In the computer age of today, "pirated" software has become a new collectible. Those that accumulate aren't all bad, but there are issues that must be faced regarding responsible behavior.

Fast connections to the Internet, solar-system-sized hard drives, access to warez (a term for underground software) groups, Napster, binary newsgroups, and the thrill of proverbally getting "something for nothing" has brought about an explosion of interest in collecting software--computer programs, mp3s, and full length movies. In a very short time, one can amass a collection of entertainment that would take months to listen to and view, and programs likely decades to master--all worth thousands of dollars if purchased commercially.

Is this unethical and are these collectors bad? Well, yes and no. The time, R&D, and effort that goes into creating intellectual property needs reward to justify the expense and to motivate artists and programmers toward further development. Many sources for pirated software promote a "try and buy" attitude, clearly stating that if you enjoy the product, then purchase your own copy. I concur, particularly if one uses software in their profession, like I do.

However, most software collectors accumulate for nothing more than "bragging rights", and only have their collections to have them.
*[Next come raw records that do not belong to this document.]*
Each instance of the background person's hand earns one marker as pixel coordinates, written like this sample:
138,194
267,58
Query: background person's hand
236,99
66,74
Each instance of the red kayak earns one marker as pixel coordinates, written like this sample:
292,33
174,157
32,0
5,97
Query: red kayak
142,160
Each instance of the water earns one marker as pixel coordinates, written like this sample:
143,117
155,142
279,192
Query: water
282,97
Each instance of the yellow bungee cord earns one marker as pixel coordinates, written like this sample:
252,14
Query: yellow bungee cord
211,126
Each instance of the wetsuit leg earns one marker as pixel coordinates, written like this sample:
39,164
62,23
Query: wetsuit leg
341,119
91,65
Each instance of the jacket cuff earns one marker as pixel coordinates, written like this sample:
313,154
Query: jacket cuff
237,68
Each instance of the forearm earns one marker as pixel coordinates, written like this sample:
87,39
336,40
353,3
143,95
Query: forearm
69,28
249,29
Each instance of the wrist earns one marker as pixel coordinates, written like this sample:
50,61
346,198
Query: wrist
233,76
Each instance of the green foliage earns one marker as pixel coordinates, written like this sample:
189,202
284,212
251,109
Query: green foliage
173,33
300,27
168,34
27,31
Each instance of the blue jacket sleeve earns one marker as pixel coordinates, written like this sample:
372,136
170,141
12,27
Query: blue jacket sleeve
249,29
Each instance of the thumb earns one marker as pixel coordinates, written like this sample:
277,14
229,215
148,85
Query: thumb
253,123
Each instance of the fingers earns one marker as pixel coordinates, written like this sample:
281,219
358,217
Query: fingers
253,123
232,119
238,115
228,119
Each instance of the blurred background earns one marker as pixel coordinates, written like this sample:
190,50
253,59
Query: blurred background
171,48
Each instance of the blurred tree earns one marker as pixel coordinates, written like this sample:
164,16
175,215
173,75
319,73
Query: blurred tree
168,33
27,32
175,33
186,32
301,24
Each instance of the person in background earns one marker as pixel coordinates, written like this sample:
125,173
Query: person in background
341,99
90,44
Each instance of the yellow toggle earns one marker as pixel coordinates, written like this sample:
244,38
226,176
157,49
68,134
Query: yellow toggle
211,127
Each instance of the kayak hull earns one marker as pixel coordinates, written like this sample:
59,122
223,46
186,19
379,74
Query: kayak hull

Some collect to gain knowledge, while a few try to profit from their accumulations, which is truly where the line between collecting "ones and zeros" and breaking the law is crossed.

Those who download are not "dangerous"-- they're not "hackers" or "pirates"; they are simply individuals who enjoy taking advantage of what the electronic world has to offer.

After all, those who collect matchbooks aren't necessarily pyromaniacs.